Qualifications, Competencies And Skills

• University degree (3‑4 years) in computer science, information security, or related field, or specialized higher education establishment.
• One or more of the following industry certifications:
  • Security Architecture: SABSA, CISSP
  • Governance, Risk & Compliance: CISM, CRISC, ISO 27001 Lead Implementer
  • Secure SDLC: CSSLP, GSSCS, DevSecOps Practitioner
  • Cloud & DevSecOps: CCSP, CKS, GCSA
  • API & Supply Chain: API Security Engineer, OpenSSF, SANS GSSCS

• At least 5 years of experience in a large and complex IT enterprise environment.
• Proven hands‑on multi‑year experience in security roles, with at least 3+ years as a Security Architect.
• Proven experience implementing DevSecOps practices in enterprise‑level CI/CD pipelines.

• Fluency in English is required.
• Proficiency of a second official working language of the Organization (Arabic, French, or Spanish) would be an additional asset.

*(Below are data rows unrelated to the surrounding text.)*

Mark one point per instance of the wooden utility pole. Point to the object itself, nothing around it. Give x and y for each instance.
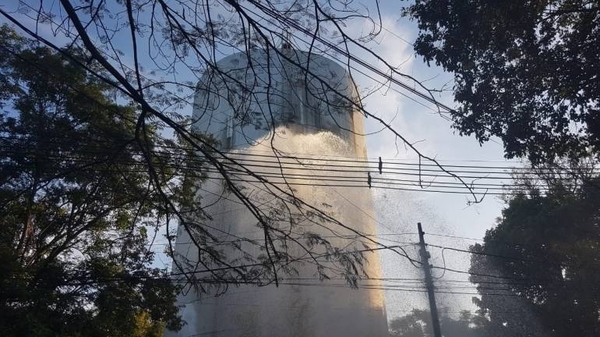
(435, 321)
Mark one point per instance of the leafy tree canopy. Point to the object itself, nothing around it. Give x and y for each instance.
(75, 212)
(548, 248)
(525, 71)
(418, 324)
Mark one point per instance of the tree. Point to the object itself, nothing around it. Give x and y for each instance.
(76, 213)
(544, 248)
(418, 324)
(524, 71)
(152, 54)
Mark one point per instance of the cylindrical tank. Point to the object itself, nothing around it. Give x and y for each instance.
(259, 106)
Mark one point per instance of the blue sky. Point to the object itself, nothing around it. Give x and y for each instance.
(431, 134)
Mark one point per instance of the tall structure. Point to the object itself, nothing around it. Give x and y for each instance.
(257, 102)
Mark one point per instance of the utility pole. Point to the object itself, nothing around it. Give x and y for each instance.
(435, 321)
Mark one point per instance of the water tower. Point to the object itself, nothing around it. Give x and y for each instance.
(255, 102)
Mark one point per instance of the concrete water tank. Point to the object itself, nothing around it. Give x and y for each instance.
(260, 101)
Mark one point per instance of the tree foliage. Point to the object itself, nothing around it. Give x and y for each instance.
(418, 324)
(546, 248)
(76, 212)
(525, 71)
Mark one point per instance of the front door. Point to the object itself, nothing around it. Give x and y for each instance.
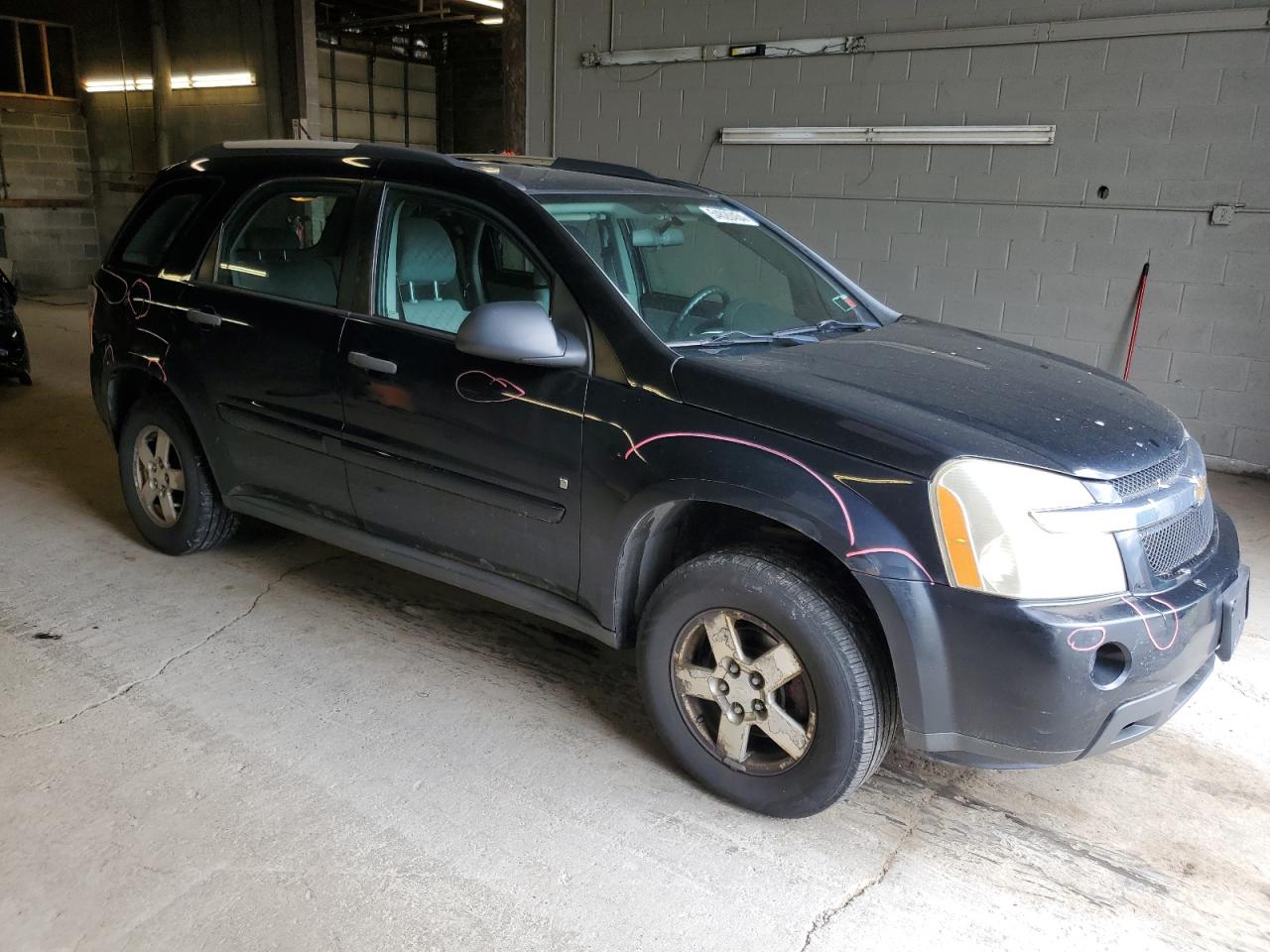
(461, 456)
(263, 344)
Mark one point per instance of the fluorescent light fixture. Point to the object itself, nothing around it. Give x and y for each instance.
(198, 80)
(894, 135)
(132, 85)
(213, 80)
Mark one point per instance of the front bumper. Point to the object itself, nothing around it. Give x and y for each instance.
(992, 682)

• Excellent interpersonal and problem‑solving skills; ability to work effectively in multicultural and diverse environments.
• Proven results‑oriented and goal‑driven attitude.
• Skilled in training and enabling development teams through workshops, playbooks, and secure coding guidance.
• Strong ability to translate complex security requirements into scalable architecture and design patterns.
• Expertise in enterprise security architectures for cloud‑native, hybrid, and on‑prem environments.
• Proven leadership in security reviews, governance processes, and architectural consistency.
• Experience defining reference architectures, reusable components, and security blueprints.
• Deep knowledge of DevSecOps, SSDLC, and security tooling (SAST, DAST, SCA, IaC, container scanning, secrets detection).
• Ability to embed security into DevOps workflows using automation and policy‑as‑code.
• Expertise in cloud‑native and container security (CIS Benchmarks, workload identity, runtime protections).
• Strong skills in API security and software supply chain protection (OAuth2.0/OIDC, SBOMs, artifact signing, API gateways).
• Knowledge of Web Application Firewalls (WAFs) and OWASP Top 10 defenses.
• Ability to continuously adapt based on threat intelligence and MITRE ATT&CK mapping.